Скорятину захотелось обнять Зою, поцеловать, опрокинуть на траву... Желание было неодолимое и невыполнимое одновременно, что-то вроде влечения с балкона — вниз...
А вдруг после смерти окажется, что рай — это и есть бесконечный океанский пляж: на крупный белый песок мерно набегают легкие волны, настолько прозрачные, что можно сосчитать чешуйки на рыбьих спинках. На пляже, сколько хватает глаз, блаженствуют нагие, юные, прекрасные люди. Их много, тысячи, миллионы, миллиарды... Одни купаются, другие загорают, третьи, проголодавшись, уходят в ближнюю рощу, срывают с веток и едят невиданные сочные плоды. А насытившись и воспылав, там же, под деревьями, прихотливо любят друг друга в траве, укромно смыкающейся над содрогающимися телами. И можно часами, днями, годами, веками идти берегом по щиколотку в теплой воде, смотреть по сторонам, узнавать знакомцев по земной жизни, разговаривать, смеяться, пить за встречу райское вино, терпкое, веселое, но не оставляющее тени похмелья. И снова брести по бесконечному песку, ловя обрывки разговоров и понимая всех, потому что там, у них, изъясняются на всеобщем языке, который ты, оказывается, знал на земле, но никогда за ненадобностью им не пользовался. <...> Наверное, в раю человек просыпается в лучшей своей поре, в расцвете, в плотской роскоши. Нет, нет, он получает такое тело, о каком грезил перед зеркалом, страдая от несовершенства. Но в таком случае как узнать в сонме мечтательной наготы знакомых, близких, любимых, взаимно или безответно? А никого и не надо узнавать. Надо просто идти по безначальному и бесконечному лукоморью, радоваться солнцу, жизни и вечности...
С чего началось охлаждение, не важно, так на пепелище никто, ни победители, ни побеждённые, не помнят уже, из-за чего началась война...

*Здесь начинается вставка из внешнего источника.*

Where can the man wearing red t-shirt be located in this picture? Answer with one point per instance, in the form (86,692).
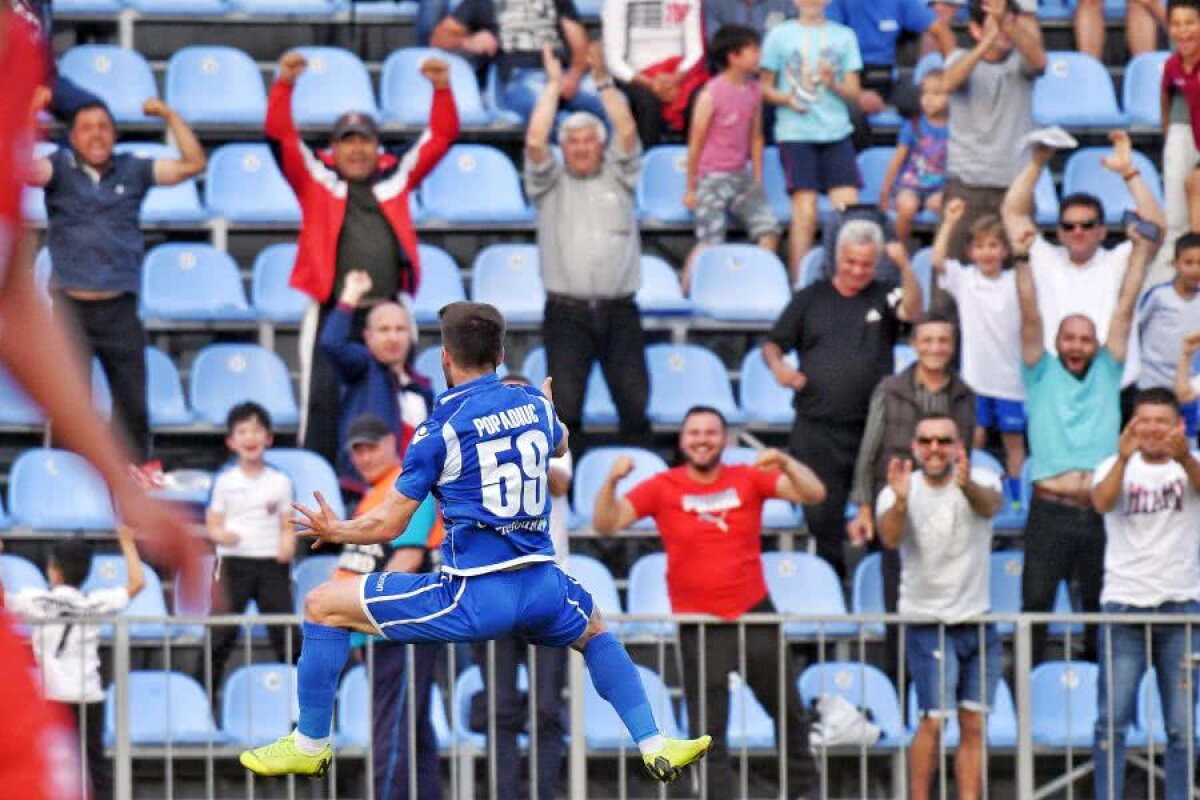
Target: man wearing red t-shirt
(709,516)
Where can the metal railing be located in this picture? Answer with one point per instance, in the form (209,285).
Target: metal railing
(1047,753)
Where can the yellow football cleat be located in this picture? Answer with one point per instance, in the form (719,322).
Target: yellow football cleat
(667,763)
(282,757)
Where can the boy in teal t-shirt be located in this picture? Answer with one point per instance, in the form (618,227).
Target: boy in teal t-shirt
(810,72)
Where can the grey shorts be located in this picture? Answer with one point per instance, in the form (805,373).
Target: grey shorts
(718,194)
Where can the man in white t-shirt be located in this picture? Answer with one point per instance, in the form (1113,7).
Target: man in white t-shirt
(1150,497)
(249,518)
(1079,276)
(66,639)
(940,518)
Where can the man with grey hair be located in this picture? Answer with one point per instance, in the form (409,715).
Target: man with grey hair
(844,330)
(591,252)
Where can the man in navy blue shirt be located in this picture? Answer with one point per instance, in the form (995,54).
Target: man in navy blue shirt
(485,453)
(93,202)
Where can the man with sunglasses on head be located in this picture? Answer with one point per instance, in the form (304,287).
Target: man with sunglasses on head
(1073,397)
(1079,275)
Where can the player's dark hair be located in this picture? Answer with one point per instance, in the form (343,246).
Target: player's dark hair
(473,334)
(1156,396)
(72,558)
(705,409)
(246,411)
(1187,241)
(731,40)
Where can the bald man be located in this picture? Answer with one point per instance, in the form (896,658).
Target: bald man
(376,373)
(1074,407)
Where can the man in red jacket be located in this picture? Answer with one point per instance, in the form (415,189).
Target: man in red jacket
(355,217)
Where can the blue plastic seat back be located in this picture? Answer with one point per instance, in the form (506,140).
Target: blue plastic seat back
(269,290)
(215,84)
(335,82)
(1085,173)
(227,374)
(259,703)
(119,77)
(661,185)
(166,204)
(55,489)
(1057,98)
(683,376)
(495,192)
(441,284)
(1063,697)
(192,282)
(244,185)
(310,473)
(760,395)
(406,96)
(509,277)
(739,283)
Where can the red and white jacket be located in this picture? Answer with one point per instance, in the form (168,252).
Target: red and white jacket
(322,191)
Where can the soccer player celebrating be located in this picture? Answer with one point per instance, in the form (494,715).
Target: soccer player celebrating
(484,453)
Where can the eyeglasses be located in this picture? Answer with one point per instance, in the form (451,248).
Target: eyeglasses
(925,441)
(1079,226)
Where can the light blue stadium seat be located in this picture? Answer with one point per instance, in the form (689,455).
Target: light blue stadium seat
(604,729)
(777,512)
(179,204)
(509,277)
(495,192)
(801,583)
(108,572)
(334,82)
(310,473)
(163,707)
(18,573)
(660,293)
(244,185)
(593,469)
(271,296)
(661,185)
(599,408)
(214,84)
(873,166)
(1057,98)
(441,284)
(739,283)
(405,95)
(863,685)
(227,374)
(1063,698)
(259,703)
(683,376)
(750,726)
(1085,173)
(867,591)
(1141,86)
(193,282)
(760,395)
(165,392)
(309,573)
(119,77)
(647,594)
(55,489)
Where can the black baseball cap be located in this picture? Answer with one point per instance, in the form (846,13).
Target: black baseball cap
(366,429)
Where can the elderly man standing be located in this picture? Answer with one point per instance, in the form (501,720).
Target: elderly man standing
(1074,407)
(844,330)
(591,251)
(355,217)
(94,199)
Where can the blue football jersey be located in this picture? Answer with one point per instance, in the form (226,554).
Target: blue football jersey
(485,453)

В ту пору стало окончательно ясно: в России мечтательная демократия, ради которой раскурочили страну в 1991-м и добили в 1993-м, невозможна в принципе. Это что-то вроде бабской грёзы об идеальном муже, красивом, умном, любвемобильном, богатом и в то же время верном и моющем за собой посуду. Таких нет в природе, а державу после самопогрома надо восстанавливать. Ракетный крейсер не может долго служить плавучим борделем: или утонет, проржавев, или снова наладится пострелять. А как, как восстановишь, если «западнюги» отпраздновали победу в холодной войне и бдительно ждут, когда это географическое недоразумение от Бреста до Курил рассосётся в борьбе за общечеловеческие ценности?
Отчего в то утро было так тошно и тоскливо, почему мир казался отвратительно, невыносимо чужим? Ненависть к обступающей действительности ошеломляла, давила до обморока. <...> Ничего подобного потом с ним никогда не случалось. Лишь иногда, наталкиваясь на такую же тошнотворную ненависть к жизни в разговорах с «наоборотниками» или в книгах модных писателей, Скорятин недоумевал: однажды испытав это уничтожающее состояние, он до сих пор не мог его забыть, а они сделали из своего отвращения профессию. Бедные, несчастные, как они существуют с этим червивым шевелением в душе́?